The statistics in this case reveal the truth : Although Republicans and Loyalists attempted to gain the moral high ground, they murdered 2,037 innocents, over half of them during the years 1971 - 76. 354 military personnel and 91 police officers died during the same period.
By way of contrast, 342 UK troops have died as the result of enemy action in Afghanistan in ten years. It was far worse than most people realise.
They also killed over 1,000 members of the security forces. Not 'innocents', but most of the attacks were cowardly - booby-traps - IED's (the technology and tactics used by the Taleban today are identical)- or murdering off duty personnel while they were cleaning the car, mowing the lawn, or taking their children to school.
The tables at the end of the book reveal the reality of the 'Freedom Fighter' (I see that Amazon has 'Freedom Fighters' listed as a tag for this book) or the 'Defender'.
What will surprise most readers is the TOTAL number killed (yes, some were murdered) by the security forces : 367.
Of that 367, 138 were innocents (the rest were confirmed as terrorists by their own organisations), and a significant number of that 138 were killed in traffic or other accidents.
Compare that 138 with 2,087. Who were the real bad guys ?
The tables are detailed, giving the reader an opportunity to establish how many innocent Catholics or Protestants were murdered by those who claimed to be defending them - PIRA, UDA, INLA, UFF, OIRA UVF, and a few more splinter groups. Other faiths (and none) too. Asians who ran the snack bars in every barracks were labelled as 'SAS' and gunned down, as were those locals who delivered the milk or collected the rubbish.
It's shocking, and shows that the 'history', still being churned out by Republican and Loyalist leaders and politicians, is myth. At best.
This book doesn't tell the whole story. To do that would take another twenty equally large volumes at least. Nor does it look at the wounded - the maimed, the disfigured, those who were/are scarred both physically and mentally - or the effects those horrors have on families or witnesses. It's widely accepted that for every death, there are between 8 and 10 who were maimed, scarred, or injured. And that's just the physical, recorded injuries.
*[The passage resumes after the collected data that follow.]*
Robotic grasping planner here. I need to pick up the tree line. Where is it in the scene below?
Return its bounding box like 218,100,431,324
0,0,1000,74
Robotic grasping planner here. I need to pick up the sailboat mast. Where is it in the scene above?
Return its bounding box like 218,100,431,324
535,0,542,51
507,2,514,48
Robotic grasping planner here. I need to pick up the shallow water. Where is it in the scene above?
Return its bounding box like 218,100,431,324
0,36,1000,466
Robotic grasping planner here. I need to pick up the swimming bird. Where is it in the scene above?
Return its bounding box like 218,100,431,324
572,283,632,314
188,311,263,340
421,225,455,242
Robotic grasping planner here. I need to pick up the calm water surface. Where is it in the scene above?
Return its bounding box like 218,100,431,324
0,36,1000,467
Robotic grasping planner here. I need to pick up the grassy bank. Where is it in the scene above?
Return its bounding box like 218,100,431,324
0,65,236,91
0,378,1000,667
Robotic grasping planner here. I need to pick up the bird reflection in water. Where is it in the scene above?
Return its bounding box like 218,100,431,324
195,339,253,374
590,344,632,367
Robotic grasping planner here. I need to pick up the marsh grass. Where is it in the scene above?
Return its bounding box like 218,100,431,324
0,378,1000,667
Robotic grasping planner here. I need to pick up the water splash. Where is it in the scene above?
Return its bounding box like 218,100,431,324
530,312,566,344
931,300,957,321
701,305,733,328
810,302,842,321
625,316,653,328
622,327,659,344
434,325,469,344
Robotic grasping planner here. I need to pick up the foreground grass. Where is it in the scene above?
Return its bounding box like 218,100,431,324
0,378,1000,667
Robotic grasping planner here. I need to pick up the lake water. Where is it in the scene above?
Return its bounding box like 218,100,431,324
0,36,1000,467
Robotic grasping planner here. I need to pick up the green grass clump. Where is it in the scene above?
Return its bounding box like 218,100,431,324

If the same casualty rate was imposed on the rest of the UK, about 150,000 would have died, with around a million seriously injured.
During WWII, civilian deaths in the UK totalled 67,000.
In July 1972 I, along with others, discovered the bodies of 27 year old Rose McCartney and her boyfriend. They'd been 'executed' by Loyalist terrorists. They had no links to any organisation. I didn't know who they were, but their faces haunted me for 35 years.
Thanks to this book, I know who they were. She was one of the most beautiful voices I'd ever heard, singing in a pub a few days earlier (I couldn't see her). I also now know who murdered her and her boyfriend, the pathetic reasons they used to justify the barbarity, and what happened to them. Yet these monsters and hundreds like them are lauded as heroes by many.
'Lost Lives' tells the truth, and apologists for the violence will hate it. Decent people will applaud it.
We should never forget the victims, and who was responsible.